Sociofinancer sa mise de fonds pour une maison?

Publié le 31/01/2015 à 08:00

Sociofinancer sa mise de fonds pour une maison?

Publié le 31/01/2015 à 08:00

Par Nafi Alibert

Down Payment Dreams aux États-Unis, WiSEED immobilier en France, Realty Mogul en Grande-Bretagne; les plateformes de financement participatif spécialisées en immobilier aident les aspirants propriétaires à accumuler le capital nécessaire pour acheter la maison de leurs rêves. Une pratique qui n’a pas encore vu le jour au Québec et au Canada. Pourquoi ?

Le dilemme que soulève le financement participatif d’un projet immobilier au Canada se trouve dans la nature de la récompense qui sera proposée aux investisseurs. Encore aujourd’hui, aucun profit financier ne peut être reversé en remerciement du soutien reçu. « Dans certains pays, les gens deviennent en partie actionnaires de la maison en échange de leur contribution à la mise de fonds, c’est ce qui n’est pas légal au Canada », dit Thomas Duperré, cofondateur de haricot.ca, une plateforme québécoise de sociofinancement.

Les termes de l’échange

Une place au premier rang d’un concert, une invitation au lancement d’un album ou une copie dédicacée d’un roman… Voilà le type de récompenses qui entrent dans le cadre prévu par la réglementation québécoise entourant les pratiques de sociofinancement qui se résument à un échange de bons procédés.

« Là où ça se complique, c’est lorsqu’en retour de votre participation, on vous promet un rendement ou une plus-value sur votre investissement », prévient Sylvain Théberge, directeur des relations médias à l’Autorité des marchés financiers (AMF).

Au Québec, ce qu’on appelle le financement participatif en capital est tout simplement prohibé.
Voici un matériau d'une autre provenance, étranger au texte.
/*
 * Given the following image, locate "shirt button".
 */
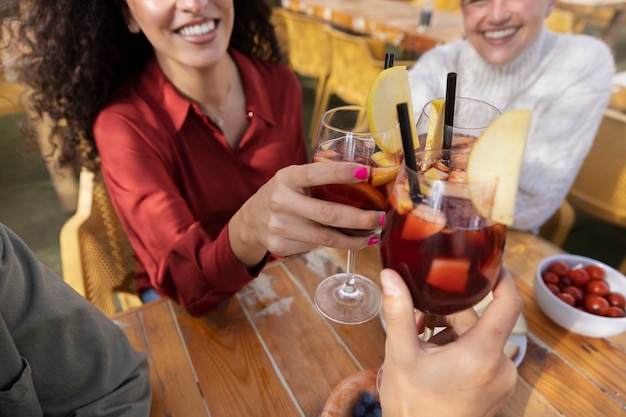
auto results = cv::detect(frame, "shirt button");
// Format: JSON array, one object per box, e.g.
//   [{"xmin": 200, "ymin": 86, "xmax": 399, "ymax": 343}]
[{"xmin": 247, "ymin": 111, "xmax": 253, "ymax": 118}]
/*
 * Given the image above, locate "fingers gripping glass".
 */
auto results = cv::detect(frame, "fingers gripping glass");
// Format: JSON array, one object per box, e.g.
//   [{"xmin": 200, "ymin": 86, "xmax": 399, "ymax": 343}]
[{"xmin": 310, "ymin": 105, "xmax": 402, "ymax": 324}]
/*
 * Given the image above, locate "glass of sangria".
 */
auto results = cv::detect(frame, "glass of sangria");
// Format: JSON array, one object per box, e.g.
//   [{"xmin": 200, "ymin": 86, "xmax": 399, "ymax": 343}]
[
  {"xmin": 380, "ymin": 148, "xmax": 506, "ymax": 340},
  {"xmin": 311, "ymin": 105, "xmax": 402, "ymax": 324}
]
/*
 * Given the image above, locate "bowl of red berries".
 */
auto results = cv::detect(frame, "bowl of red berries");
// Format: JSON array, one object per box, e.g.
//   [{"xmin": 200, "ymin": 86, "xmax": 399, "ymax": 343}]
[{"xmin": 534, "ymin": 254, "xmax": 626, "ymax": 338}]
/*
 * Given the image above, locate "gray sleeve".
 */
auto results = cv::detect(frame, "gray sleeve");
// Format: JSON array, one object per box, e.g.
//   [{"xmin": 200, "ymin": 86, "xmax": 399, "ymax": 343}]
[{"xmin": 0, "ymin": 224, "xmax": 151, "ymax": 417}]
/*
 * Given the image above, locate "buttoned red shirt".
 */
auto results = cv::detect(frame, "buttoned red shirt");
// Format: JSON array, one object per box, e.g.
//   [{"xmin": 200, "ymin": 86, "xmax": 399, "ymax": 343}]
[{"xmin": 94, "ymin": 49, "xmax": 307, "ymax": 316}]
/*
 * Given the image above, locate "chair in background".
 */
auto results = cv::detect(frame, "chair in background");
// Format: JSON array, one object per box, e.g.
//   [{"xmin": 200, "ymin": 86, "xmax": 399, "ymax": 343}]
[
  {"xmin": 316, "ymin": 27, "xmax": 417, "ymax": 147},
  {"xmin": 565, "ymin": 108, "xmax": 626, "ymax": 273},
  {"xmin": 274, "ymin": 8, "xmax": 331, "ymax": 144},
  {"xmin": 541, "ymin": 109, "xmax": 626, "ymax": 271},
  {"xmin": 60, "ymin": 168, "xmax": 141, "ymax": 316},
  {"xmin": 539, "ymin": 199, "xmax": 576, "ymax": 247},
  {"xmin": 545, "ymin": 7, "xmax": 579, "ymax": 34}
]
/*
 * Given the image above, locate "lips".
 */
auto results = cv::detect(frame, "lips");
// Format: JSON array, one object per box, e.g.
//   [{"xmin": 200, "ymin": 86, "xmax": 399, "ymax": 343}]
[
  {"xmin": 483, "ymin": 27, "xmax": 518, "ymax": 40},
  {"xmin": 177, "ymin": 20, "xmax": 217, "ymax": 37}
]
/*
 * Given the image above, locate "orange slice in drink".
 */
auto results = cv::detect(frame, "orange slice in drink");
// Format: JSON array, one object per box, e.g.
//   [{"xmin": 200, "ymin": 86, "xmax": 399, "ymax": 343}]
[
  {"xmin": 321, "ymin": 183, "xmax": 387, "ymax": 211},
  {"xmin": 371, "ymin": 166, "xmax": 399, "ymax": 187}
]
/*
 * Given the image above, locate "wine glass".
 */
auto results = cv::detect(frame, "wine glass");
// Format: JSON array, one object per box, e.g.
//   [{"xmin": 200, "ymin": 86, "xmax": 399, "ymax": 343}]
[
  {"xmin": 416, "ymin": 96, "xmax": 501, "ymax": 152},
  {"xmin": 380, "ymin": 148, "xmax": 506, "ymax": 340},
  {"xmin": 310, "ymin": 105, "xmax": 402, "ymax": 324}
]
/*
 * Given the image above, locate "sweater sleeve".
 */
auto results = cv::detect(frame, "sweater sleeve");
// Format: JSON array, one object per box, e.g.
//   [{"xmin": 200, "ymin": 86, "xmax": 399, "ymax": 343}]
[
  {"xmin": 0, "ymin": 224, "xmax": 151, "ymax": 417},
  {"xmin": 511, "ymin": 37, "xmax": 615, "ymax": 231}
]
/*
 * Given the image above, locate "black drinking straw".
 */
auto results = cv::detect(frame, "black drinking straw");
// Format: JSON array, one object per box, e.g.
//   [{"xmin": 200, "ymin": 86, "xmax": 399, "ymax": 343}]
[
  {"xmin": 384, "ymin": 53, "xmax": 395, "ymax": 69},
  {"xmin": 397, "ymin": 103, "xmax": 422, "ymax": 204},
  {"xmin": 443, "ymin": 72, "xmax": 457, "ymax": 151}
]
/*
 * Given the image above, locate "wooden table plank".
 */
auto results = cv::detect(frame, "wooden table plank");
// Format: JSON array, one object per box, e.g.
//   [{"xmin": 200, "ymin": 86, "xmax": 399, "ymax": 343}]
[
  {"xmin": 117, "ymin": 301, "xmax": 209, "ymax": 417},
  {"xmin": 175, "ymin": 298, "xmax": 303, "ymax": 417},
  {"xmin": 237, "ymin": 261, "xmax": 362, "ymax": 417},
  {"xmin": 282, "ymin": 251, "xmax": 387, "ymax": 370}
]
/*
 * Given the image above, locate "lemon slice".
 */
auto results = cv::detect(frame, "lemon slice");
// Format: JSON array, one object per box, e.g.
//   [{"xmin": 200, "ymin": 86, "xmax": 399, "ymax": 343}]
[
  {"xmin": 424, "ymin": 98, "xmax": 445, "ymax": 151},
  {"xmin": 366, "ymin": 66, "xmax": 418, "ymax": 154},
  {"xmin": 466, "ymin": 110, "xmax": 532, "ymax": 225}
]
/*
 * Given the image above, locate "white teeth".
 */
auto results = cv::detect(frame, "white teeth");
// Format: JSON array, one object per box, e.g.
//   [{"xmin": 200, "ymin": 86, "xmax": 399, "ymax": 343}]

Des plateformes comme le portail français WiSEED Immobilier, qui affirme être en mesure d’offrir un rendement annuel de 10 % à certains investisseurs, ne pourraient donc pas voir le jour à l’heure actuelle, car leurs méthodes de financement impliquent l’émission de valeurs mobilières (action, part…).

« Dès que l’on propose un actif, on tombe dans ce qu’on appelle une activité qui est encadrée par la loi sur les valeurs mobilières. À ce moment-là, vous devez au préalable être inscrit comme courtier en valeurs mobilières, ou au moins comme courtier restreint en valeurs mobilières », précise M. Théberge.

Internet, un espace public

Dans un souci de protection du consommateur, l’AMF interdit à quiconque de vendre des titres au grand public sans remettre de prospectus, un document qui décrit très précisément la nature et les conditions de l’investissement. D’où la nécessité d’un courtier accrédité à préparer « tout ce qui entoure la paperasse de cet investissement ».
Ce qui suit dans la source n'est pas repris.